An Apology for a Different Plane Crash, 30 Years Later



By Medea Benjamin

March 15, 2019 "Information Clearing House"  The tragic Ethiopian Airline plane crash recalls another passenger plane crash some 30 years ago. The latter, however, was not due to a mechanical malfunction but to U.S. missiles. And while very few Americans remember this incident, it still weighs heavy on the hearts of many Iranians–as we discovered on our recent trip there.

The tragic downing of the commercial passenger airline, Iran Air Flight 655, happened on July 3, 1988. A U.S. Navy ship called the Vincennes was stationed in the Persian Gulf to protect oil trade routes. The plane had just taken off from nearby Bandar Abbas International Airport in southern Iran when U.S. personnel on the warship fired two surface-to-air missiles. The flight was still in Iranian airspace, climbing on its regularly scheduled flight to Dubai, when it was hit. The plane disintegrated immediately and crashed into the water, killing all 290 onboard–274 passengers and 16 crew members.

According to the U.S. government, this was an accident: the crew thought the Iranian Airbus A300 was an attacking F-14 Tomcat fighter jet.

Most Iranians, however, believe it was a deliberate war crime. Earlier that day, the same U.S. ship had sunk two Iranian gunboats in Iranian waters and damaged a third.

The Iranian belief that the passenger plane was attacked on purpose was reinforced when the U.S. government made a series of inaccurate claims. One claim was that the plane was not on a normal flight path but was diving toward the ship; the truth is that the plane was climbing, and was on its correct path. Another was that the plane’s identification transponder was not working or had been altered; the truth is that the plane had actually been emitting, by radio, the standard commercial identifying data.
Months before the plane was shot down, air traffic controllers and the crews of other warships in the Persian Gulf had been warning that poorly trained U.S. crews, especially the gung-ho captain and crew of the Vincennes (or “Robocruiser,” as other crews had nicknamed it), were constantly misidentifying civilian aircraft over the Persian Gulf, making this horrific incident entirely predictable.

The U.S. Navy added insult to injury when, two years later, it awarded combat medals to the warship’s captain and crew–never even mentioning the downing of the plane. The town of Vincennes, Indiana, for which the ship was named, even launched a fundraising campaign for a monument to honor the ship and its crew.

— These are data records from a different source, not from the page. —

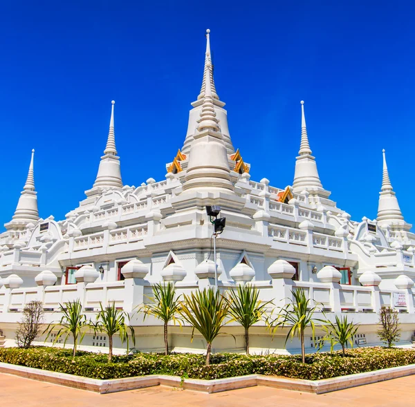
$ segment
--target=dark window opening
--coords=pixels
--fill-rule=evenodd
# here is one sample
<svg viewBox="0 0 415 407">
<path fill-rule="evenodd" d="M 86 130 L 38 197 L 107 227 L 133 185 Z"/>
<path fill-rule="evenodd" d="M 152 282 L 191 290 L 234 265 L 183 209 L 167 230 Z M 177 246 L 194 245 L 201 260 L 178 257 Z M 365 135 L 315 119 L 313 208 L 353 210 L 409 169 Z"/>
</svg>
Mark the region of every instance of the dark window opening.
<svg viewBox="0 0 415 407">
<path fill-rule="evenodd" d="M 66 267 L 65 272 L 65 284 L 76 284 L 76 280 L 75 278 L 75 273 L 77 270 L 79 270 L 81 267 Z"/>
<path fill-rule="evenodd" d="M 121 272 L 121 269 L 128 263 L 128 261 L 119 261 L 117 263 L 117 280 L 119 281 L 122 281 L 122 280 L 125 280 L 122 273 Z"/>
<path fill-rule="evenodd" d="M 294 280 L 294 281 L 299 281 L 298 263 L 295 261 L 288 261 L 288 263 L 295 269 L 295 274 L 293 276 L 293 280 Z"/>
</svg>

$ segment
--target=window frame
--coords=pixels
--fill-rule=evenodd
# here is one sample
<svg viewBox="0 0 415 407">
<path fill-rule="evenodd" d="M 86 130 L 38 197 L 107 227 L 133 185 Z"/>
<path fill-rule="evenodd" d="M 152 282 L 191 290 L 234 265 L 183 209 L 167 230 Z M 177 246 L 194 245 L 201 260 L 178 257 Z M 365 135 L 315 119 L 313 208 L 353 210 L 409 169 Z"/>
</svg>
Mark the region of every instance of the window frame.
<svg viewBox="0 0 415 407">
<path fill-rule="evenodd" d="M 75 281 L 75 283 L 68 283 L 68 276 L 69 275 L 69 273 L 68 272 L 68 270 L 79 270 L 81 268 L 82 266 L 68 266 L 66 269 L 65 269 L 65 285 L 72 285 L 73 284 L 76 284 L 76 280 Z"/>
<path fill-rule="evenodd" d="M 131 260 L 131 259 L 130 259 Z M 117 281 L 124 281 L 125 278 L 121 273 L 121 269 L 129 262 L 129 260 L 117 261 Z"/>
<path fill-rule="evenodd" d="M 286 261 L 287 263 L 289 263 L 295 269 L 295 274 L 293 276 L 291 280 L 293 280 L 293 281 L 299 281 L 299 262 L 289 261 L 288 260 Z"/>
<path fill-rule="evenodd" d="M 333 266 L 335 269 L 338 269 L 340 273 L 342 270 L 347 270 L 347 276 L 349 278 L 349 283 L 343 283 L 343 285 L 351 285 L 351 272 L 350 270 L 350 267 L 338 267 L 336 266 Z M 341 281 L 341 280 L 340 280 Z"/>
</svg>

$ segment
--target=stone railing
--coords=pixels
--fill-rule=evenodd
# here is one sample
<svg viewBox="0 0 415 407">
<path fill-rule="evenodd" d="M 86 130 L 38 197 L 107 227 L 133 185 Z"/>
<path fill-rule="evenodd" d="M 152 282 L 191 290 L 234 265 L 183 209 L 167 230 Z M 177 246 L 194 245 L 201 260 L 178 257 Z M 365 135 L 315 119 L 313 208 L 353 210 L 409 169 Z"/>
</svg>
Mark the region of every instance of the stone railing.
<svg viewBox="0 0 415 407">
<path fill-rule="evenodd" d="M 98 211 L 93 214 L 93 221 L 102 220 L 103 219 L 108 219 L 109 218 L 113 218 L 118 215 L 118 208 L 111 208 L 111 209 L 105 209 L 103 211 Z"/>
<path fill-rule="evenodd" d="M 109 234 L 109 245 L 136 242 L 142 240 L 147 234 L 147 224 L 111 230 Z"/>
<path fill-rule="evenodd" d="M 73 250 L 85 250 L 102 247 L 104 244 L 104 232 L 94 233 L 73 239 Z"/>
</svg>

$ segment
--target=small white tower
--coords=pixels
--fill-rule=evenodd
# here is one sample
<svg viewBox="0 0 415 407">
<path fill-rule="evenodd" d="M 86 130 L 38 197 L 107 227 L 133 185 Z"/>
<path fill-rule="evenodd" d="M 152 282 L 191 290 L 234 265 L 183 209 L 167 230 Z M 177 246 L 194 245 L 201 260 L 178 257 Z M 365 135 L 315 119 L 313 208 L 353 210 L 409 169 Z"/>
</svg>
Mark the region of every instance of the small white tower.
<svg viewBox="0 0 415 407">
<path fill-rule="evenodd" d="M 301 101 L 301 144 L 298 157 L 296 158 L 295 172 L 293 183 L 293 191 L 299 193 L 308 191 L 312 195 L 328 198 L 330 192 L 326 191 L 322 184 L 315 158 L 311 155 L 311 149 L 308 143 L 306 116 L 304 115 L 304 102 Z"/>
<path fill-rule="evenodd" d="M 17 207 L 10 222 L 5 224 L 8 230 L 13 229 L 23 229 L 26 225 L 32 222 L 36 223 L 39 220 L 37 210 L 37 192 L 35 191 L 35 178 L 33 173 L 33 159 L 35 150 L 32 150 L 32 158 L 29 165 L 29 171 L 26 184 L 23 187 Z"/>
<path fill-rule="evenodd" d="M 102 189 L 122 188 L 120 158 L 117 156 L 116 149 L 116 136 L 114 133 L 114 104 L 112 101 L 109 131 L 104 155 L 101 157 L 98 173 L 92 189 L 86 191 L 87 196 L 100 193 Z"/>
<path fill-rule="evenodd" d="M 397 229 L 409 230 L 411 225 L 407 223 L 402 215 L 399 203 L 389 176 L 385 149 L 382 150 L 383 155 L 383 173 L 382 177 L 382 187 L 379 193 L 379 206 L 378 208 L 378 223 L 380 227 L 387 225 L 395 225 Z"/>
</svg>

Particularly callous was a statement by then Vice-President George H.W. Bush, who was campaigning for president at the time. “I will never apologize for the United States of America. Ever,” he insisted, “I don’t care what the facts are. I’m not an apologize-for-America kind of guy.”
While U.S. officials refused to accept culpability, in 1996 the Iranians took to the U.S. government to the International Court of Justice. With all the evidence against the Vincennes, the U.S. government agreed to a settlement, granting $213,000 per passenger to the victims’ families. But the government still refused to formally apologize or acknowledge wrongdoing.

While most Americans have no memory of this incident, in Iran the date of the deaths of 290 innocent people at the hands of the U.S. military is marked every year just as the 9/11 attack is remembered every year in the United States. To some Iranians, it is just one more example of the callousness of U.S. policy.

That’s why our peace delegation that visited Iran in early March decided to make a special gift to the Peace Museum in Tehran, a museum dedicated to ending war. It was a hand-crafted commemorative book crafted by one of our delegates, Barbara Briggs-Letson, who is an 85-year-old retired American nurse from San Francisco. It contained a letter of remorse, verses of poetry, the names—in Farsi—of all those who lost their lives, and individual notes from the 28 members of our delegation.
The moving ceremony at the Peace Museum left all of us, Americans and Iranians, weeping. We made it clear that while our government won’t apologize for its dirty deeds in Iran—from overthrowing Iran’s democratically elected government in 1953 to shooting down a passenger plane in 1988 to unilaterally withdrawing from the nuclear agreement in 2017—we, the people, will.

Medea Benjamin is an American political activist, best known for co-founding Code Pink.